Photography lets us be forces for good by making images that can be as simple as making portraits of our loved ones that they and other family members will cherish. Years ago I wrote what I refer to as my “Yes, Patricia” post about the important role image makers play in the lives of people around us. And this leads me to the second part…
I think we often underestimate the positive effects that our photographs can have on the world around us. Though I’m often critical about the role social media plays in today’s society, there’s no doubt there are positive aspects too. An image can be Tweeted and Pinned thousands of times, influencing people and creating an avalanche of good will for the photographer and the subject of the photograph.

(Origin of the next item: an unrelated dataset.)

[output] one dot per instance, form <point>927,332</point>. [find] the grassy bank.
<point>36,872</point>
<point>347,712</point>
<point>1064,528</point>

There is no doubt this explosion of images was stimulated by the immediacy of digital capture but digital cameras accomplished something else and that was also to stimulate the use of film and film cameras among a younger generation, saving these wonderful instruments from the dustbin of history. This trend brings into play a generation of photographers who are all about making and sharing how they see world with others by using film. And there is no other medium that does this as perfectly as photography.
Cameras are Time Machines allowing us to capture sign markers on our road of life. I enjoy seeing the love expressed in the portrait of Mary’s parents that she made on the occasion of her mother’s 90th birthday. Mary’s mother is no longer with us but the photographs shows us how these kinds of images are just a few of the reasons I’m proud to be a photographer and so should you.